The positive achievements of English literature, during the period with which this volume deals, are not at first sight great; and all the more finished literary production of the time, till the extreme end of it, was in French and Latin. But the work done during this time in getting the English language ready for its future duties, in equipping it with grammar and prosody, in preparing, so to speak, for Chaucer, is not only of the first importance intrinsically, but has a value which is almost unique in general literary history as an example. Nowhere else have we the opportunity of seeing a language and a literature in the process of gestation, or at least of a reformation so great as to be almost equal to new birth. Of the stages which turned Latin through the Romanic vulgar tongues into Spanish, Italian, Portuguese, Provençal, French, we have the very scantiest remains; and though the Strasburg oaths and the Eulalia hymn are no doubt inestimable in their way, they supply exceedingly minute and precarious stepping-stones by which to cross from Ausonius to the Chanson de Roland. From the earliest literary stages of the Teutonic tongues we have, except in the case of Anglo-Saxon and Icelandic, very little wreckage of time; and Anglo-Saxon at least presents the puzzling characteristic that its earliest remains are, cœteris paribus, nearly as complete and developed as the earliest remains of Greek. In German itself, whether High or Low, the change from oldest to youngest is nothing like the change from the English of Beowulf to the English of Browning. And though the same process of primordial change as that which we have seen in English took place certainly in German, and possibly in the Romance tongues, it is nowhere traceable with anything like the same clearness or with such gradual development. By the eleventh century at latest in France, by the end of the twelfth in Germany, verse had taken, in the first case fully, in the second almost fully, a modern form. In England it was, during the two hundred years from 1150 to 1350, working itself steadily, and with ample examples, from pure accent to accentual quantity, and from alliteration to rhyme. Of this process, and those similar to it in other countries, we shall give an account which will serve for the whole in the latter part of this chapter; the actual production and gradual transformation of English language and literature generally may occupy us in the earlier part.

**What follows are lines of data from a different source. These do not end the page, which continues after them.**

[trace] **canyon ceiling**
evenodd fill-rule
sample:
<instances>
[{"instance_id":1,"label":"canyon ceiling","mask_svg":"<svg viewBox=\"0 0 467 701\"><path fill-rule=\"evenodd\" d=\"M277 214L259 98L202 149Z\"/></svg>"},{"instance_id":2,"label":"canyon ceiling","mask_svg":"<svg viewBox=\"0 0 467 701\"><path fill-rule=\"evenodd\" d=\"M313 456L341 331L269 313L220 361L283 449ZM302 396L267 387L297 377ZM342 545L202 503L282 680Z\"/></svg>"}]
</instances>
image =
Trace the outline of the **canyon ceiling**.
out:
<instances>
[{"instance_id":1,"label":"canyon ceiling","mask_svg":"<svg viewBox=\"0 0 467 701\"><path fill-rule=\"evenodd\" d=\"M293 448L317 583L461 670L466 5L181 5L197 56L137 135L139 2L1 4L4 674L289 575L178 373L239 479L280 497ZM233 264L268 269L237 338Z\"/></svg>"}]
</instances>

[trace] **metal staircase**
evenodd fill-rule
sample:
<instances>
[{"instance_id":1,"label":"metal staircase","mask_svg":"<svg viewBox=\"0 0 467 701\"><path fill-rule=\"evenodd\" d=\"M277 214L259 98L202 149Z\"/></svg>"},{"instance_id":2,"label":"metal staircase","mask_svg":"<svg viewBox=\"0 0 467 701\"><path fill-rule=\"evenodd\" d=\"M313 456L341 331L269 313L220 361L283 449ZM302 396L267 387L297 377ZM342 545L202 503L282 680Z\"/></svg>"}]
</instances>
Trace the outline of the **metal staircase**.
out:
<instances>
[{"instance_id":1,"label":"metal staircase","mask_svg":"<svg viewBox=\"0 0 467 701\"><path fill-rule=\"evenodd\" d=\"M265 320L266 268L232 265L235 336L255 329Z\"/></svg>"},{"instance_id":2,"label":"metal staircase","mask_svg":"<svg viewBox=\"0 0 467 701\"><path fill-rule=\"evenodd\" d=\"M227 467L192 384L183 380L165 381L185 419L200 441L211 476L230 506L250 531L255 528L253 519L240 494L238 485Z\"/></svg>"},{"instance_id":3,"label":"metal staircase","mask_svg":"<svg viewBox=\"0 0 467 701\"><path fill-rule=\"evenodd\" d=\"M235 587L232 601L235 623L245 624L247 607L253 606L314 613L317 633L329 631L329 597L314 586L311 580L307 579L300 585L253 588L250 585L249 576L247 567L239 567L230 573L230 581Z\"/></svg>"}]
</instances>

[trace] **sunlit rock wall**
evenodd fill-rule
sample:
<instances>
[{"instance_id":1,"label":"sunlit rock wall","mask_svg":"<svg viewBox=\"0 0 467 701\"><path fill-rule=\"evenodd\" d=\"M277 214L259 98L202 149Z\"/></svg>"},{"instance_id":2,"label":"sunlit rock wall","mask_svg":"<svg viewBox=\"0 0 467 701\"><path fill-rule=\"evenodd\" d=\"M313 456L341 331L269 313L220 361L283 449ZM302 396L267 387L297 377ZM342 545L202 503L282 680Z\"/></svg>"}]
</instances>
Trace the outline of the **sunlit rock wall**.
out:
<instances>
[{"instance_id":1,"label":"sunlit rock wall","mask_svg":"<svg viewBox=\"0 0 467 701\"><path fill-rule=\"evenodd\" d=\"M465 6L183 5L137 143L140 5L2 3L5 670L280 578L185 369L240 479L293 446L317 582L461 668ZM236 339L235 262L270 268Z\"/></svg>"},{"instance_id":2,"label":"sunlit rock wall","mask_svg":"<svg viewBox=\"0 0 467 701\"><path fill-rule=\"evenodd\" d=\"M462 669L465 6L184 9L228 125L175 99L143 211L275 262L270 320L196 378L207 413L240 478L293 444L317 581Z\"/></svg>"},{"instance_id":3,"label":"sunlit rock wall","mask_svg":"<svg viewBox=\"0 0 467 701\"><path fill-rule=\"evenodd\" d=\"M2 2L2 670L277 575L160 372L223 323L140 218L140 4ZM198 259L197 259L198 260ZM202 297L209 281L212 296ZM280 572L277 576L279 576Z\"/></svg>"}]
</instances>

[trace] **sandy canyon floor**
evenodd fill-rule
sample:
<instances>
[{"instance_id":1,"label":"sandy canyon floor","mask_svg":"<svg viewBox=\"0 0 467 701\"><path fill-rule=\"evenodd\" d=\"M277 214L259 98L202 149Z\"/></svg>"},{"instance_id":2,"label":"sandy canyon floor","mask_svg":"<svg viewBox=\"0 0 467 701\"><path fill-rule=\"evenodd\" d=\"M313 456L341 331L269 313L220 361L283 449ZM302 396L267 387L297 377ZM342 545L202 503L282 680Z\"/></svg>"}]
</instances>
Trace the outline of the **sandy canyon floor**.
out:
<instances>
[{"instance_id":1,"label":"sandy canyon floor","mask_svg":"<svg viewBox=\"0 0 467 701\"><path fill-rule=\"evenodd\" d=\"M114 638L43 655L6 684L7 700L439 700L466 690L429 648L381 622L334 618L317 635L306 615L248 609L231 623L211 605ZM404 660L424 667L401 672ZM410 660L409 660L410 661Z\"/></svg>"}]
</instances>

It is to be hoped that by this time a middle way, tolerably free from molestation, may be taken between those historians of English who would have a great gulf fixed before Chaucer, and those who insist upon absolute continuity from Cædmon to Tennyson. There must surely be something between dismissing (as did the best historian of the subject in the last generation) Anglo-Saxon as "that nocturnal portion of our literature," between calling it "impossible to pronounce with certainty whether anything in it is artistically good or bad,"[88] and thinking it proper, as it has sometimes been thought, in an examination in English literature, to give four papers to Cædmon, Ælfric, and Wulfstan, and one to the combined works of Addison, Pope, Johnson, and Burke. Extravagances of the latter kind have still, their heyday of reaction not being quite past, a better chance than extravagances of the former. But both may surely be avoided.

Decay of Anglo-Saxon.

The evidence is rendered more easy in the present connection by the fact, recognised by the most competent authorities in First English or Anglo-Saxon itself, that for some time before the arbitrary line of the Conquest the productive powers of the literature had been failing, and the language itself was showing signs of change. No poetry of the first class seems to have been written in it much after the end of the ninth century, little prose of a very good class after the beginning of the eleventh; and its inflexions must in time have given way—were, it is said by some, actually giving way—before the results of the invasion and assimilation of French and Latin. The Conquest helped; but it did not wholly cause.

This, however, is no doubt open to argument, and the argument would have to be conducted mainly if not wholly on philological considerations, with which we do not here meddle. The indisputable literary facts are that the canon of pure Anglo-Saxon or Old-English literature closes with the end of the Saxon Chronicle in 1154, and that the "Semi-Saxon," the "First Middle English," which then makes its appearance, approximates, almost decade by decade, almost year by year, nearer and nearer to the modern type. And for our purpose, though not for the purpose of a history of English Literature proper, the contemporary French and Latin writing has to be taken side by side with it.

Early Middle English Literature.

It is not surprising that, although the Latin literary production of the time, especially in history, was at least equal to that of any other European country, and though it is at least probable that some of the greatest achievements of literature, French in language, are English in nationality, the vernacular should for long have been a little scanty and a little undistinguished in its yield. Periods of moulting, of putting on new skins, and the like, are never periods of extreme physical vigour. And besides, this Anglo-Saxon itself had (as has been said) been distinctly on the wane as a literary language for more than a century, while (as has not yet been said) it had never been very fertile in varieties of profane literature. This infertility is not surprising. Except at rare periods literature without literary competition and comparison is impossible; and the Anglo-Saxons had absolutely no modern literature to compare and compete with. If any existed, their own was far ahead of it. On the other hand, though the supposed ignorance of Latin and even Greek in the "dark" ages has long been known to be a figment of ignorance itself, circumstances connected with, though not confined to, the concentration of learning and teaching in the clergy brought about a disproportionate attention to theology. The result was that the completest Anglo-Saxon library of which we can form any well-based conception would have contained about ten cases of religious to one of non-religious books, and would have held in that eleventh but little poetry, and hardly any prose with an object other than information or practical use.